Workshops and helping others (Week 8 Reflection)

Anticipating the workshop activity for this module, and knowing that (i) it would fall at a time when postgraduate and undergraduate students are on vacation and (ii) that this would be a particularly busy period in terms of travel and other activities, I arranged to do some workshops earlier in the year. I have also been able to plan workshops with children and adults over the next three months, and these will be central to my work on the FMP.

For the MA Urban Planning students at the UCL Bartlett Development Planning Unit (DPU), I conducted a 3 hour workshop on using photography in the exploration of the impact of urban regeneration on residents, and followed this up with accompanying two groups on their fieldwork (one to explore spaces for women at the Feminist Library and the other to explore the impact of housing development in the Thames Ward in Barking).

At the workshop I presented different ways that photographers have engaged with urban development and examples of my own work.

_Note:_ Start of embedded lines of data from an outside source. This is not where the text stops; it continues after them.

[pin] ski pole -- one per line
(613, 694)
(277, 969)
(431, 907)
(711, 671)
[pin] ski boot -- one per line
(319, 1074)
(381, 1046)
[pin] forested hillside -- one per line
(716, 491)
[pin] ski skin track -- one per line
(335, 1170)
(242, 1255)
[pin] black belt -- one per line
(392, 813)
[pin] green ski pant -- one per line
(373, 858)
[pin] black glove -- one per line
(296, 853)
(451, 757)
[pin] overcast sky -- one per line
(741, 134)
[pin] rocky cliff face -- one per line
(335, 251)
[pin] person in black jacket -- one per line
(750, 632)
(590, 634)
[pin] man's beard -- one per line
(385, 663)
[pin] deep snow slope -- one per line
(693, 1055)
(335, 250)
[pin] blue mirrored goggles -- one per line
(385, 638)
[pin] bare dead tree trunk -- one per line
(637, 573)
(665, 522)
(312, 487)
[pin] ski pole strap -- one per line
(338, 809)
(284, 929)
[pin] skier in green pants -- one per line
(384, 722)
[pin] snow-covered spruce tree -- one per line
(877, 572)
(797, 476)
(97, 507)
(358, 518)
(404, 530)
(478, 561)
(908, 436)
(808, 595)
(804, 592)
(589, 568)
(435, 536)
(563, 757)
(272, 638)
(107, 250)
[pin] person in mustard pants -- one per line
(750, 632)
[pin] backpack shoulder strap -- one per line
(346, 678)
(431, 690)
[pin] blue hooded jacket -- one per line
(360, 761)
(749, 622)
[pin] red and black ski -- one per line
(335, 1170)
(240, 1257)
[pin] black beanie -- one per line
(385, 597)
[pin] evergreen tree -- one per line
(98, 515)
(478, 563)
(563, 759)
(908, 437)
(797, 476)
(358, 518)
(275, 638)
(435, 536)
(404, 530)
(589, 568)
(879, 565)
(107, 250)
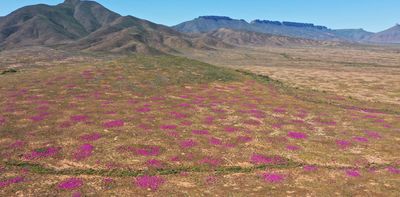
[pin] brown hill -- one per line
(87, 25)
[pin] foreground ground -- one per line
(171, 126)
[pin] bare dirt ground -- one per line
(369, 73)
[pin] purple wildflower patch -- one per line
(70, 184)
(343, 144)
(168, 127)
(292, 147)
(310, 168)
(149, 151)
(154, 163)
(8, 182)
(273, 177)
(149, 182)
(2, 120)
(90, 137)
(143, 110)
(79, 118)
(84, 152)
(114, 124)
(297, 135)
(214, 162)
(243, 139)
(230, 129)
(17, 144)
(262, 159)
(393, 170)
(353, 173)
(201, 132)
(373, 134)
(189, 143)
(178, 115)
(360, 139)
(215, 141)
(42, 153)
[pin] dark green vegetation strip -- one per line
(40, 169)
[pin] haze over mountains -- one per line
(204, 24)
(87, 25)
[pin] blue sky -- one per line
(372, 15)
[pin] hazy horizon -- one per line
(370, 15)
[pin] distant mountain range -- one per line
(88, 26)
(205, 24)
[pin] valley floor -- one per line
(170, 126)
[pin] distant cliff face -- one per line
(391, 35)
(293, 29)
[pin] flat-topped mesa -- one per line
(295, 24)
(258, 21)
(215, 18)
(72, 2)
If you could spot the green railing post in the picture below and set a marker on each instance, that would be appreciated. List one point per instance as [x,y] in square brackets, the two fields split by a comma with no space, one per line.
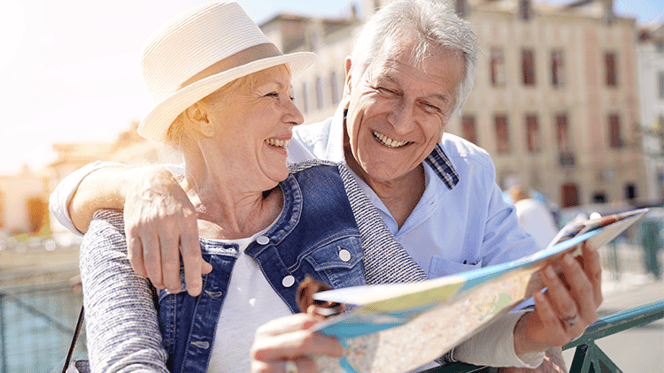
[3,343]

The workshop included group activities (I asked people to bring 5 images that gave a sense of the area in which they lived to discuss, and we did some planning on how the students might use photography in their own projects). The presentation for the session is below.

BASc Object Lessons group at the Grant Museum

For the UCL Bachelor of Arts and Sciences (BASc) module Object Lessons, I contributed to workshops on engagement with objects and artefacts from museums, galleries and special collections, worked with students on making photographs of the objects they were working with, and participated in the assessment of student group presentations (on the creation of an online themed exhibition).

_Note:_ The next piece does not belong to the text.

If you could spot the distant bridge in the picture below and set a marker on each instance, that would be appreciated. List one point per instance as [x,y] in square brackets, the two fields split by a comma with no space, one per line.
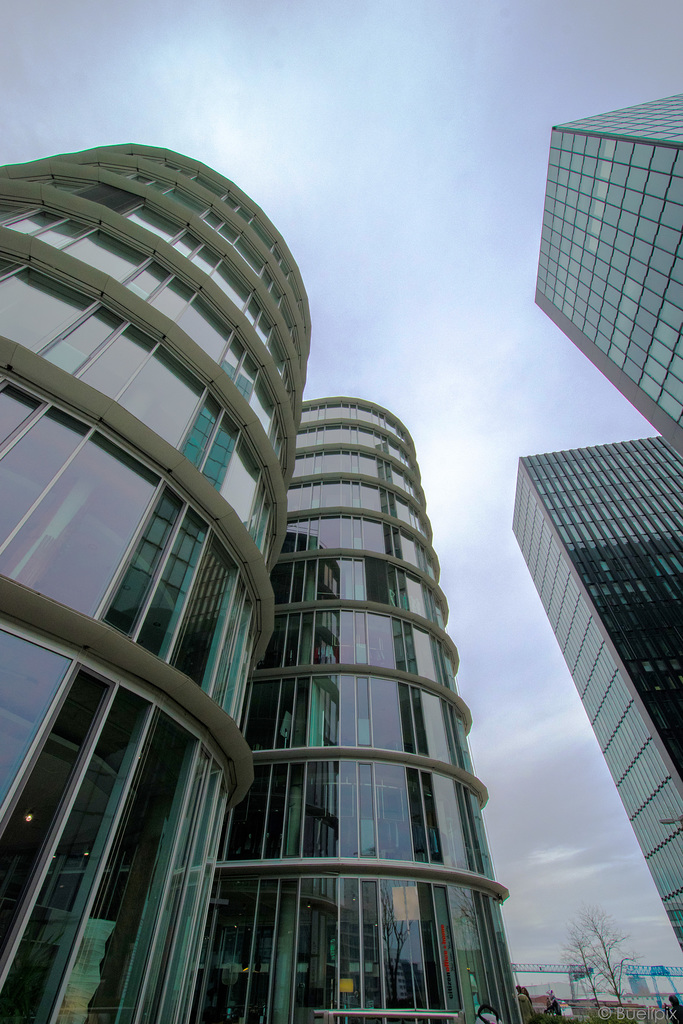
[579,971]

For my project, I have been running informal workshops with community and activist groups on working with and making images. Over the past few weeks, I have been giving small cheap digital cameras to people to use to take photographs of the area they live and how it is changing, and then working with them on the images (one person took 400 pictures in two days). I will be running a four day workshop for 7 to 11 year olds over the coming two weeks as part of a community centre summer programme on a local estate, and in September I’ll be starting a series of workshops in two schools, exploring the lived experiences of school students, how the area is changing and their hopes and aspirations.

Formal and informal feedback has been good. Running workshops has helped me to scrutinise and develop my own practice, as well as giving insights into the experiences and perspectives of the groups I am working with. It has been particularly insightful to teach/learn in a range of formal and informal settings, and with groups of different age and different experiences. As with most teaching, I’ve probably learnt more than the people I’ve been teaching.

For my project, I am thinking about how the images made by participants in these workshops will feature in the outcomes of the project, and the ethical and attribution issues that this raises.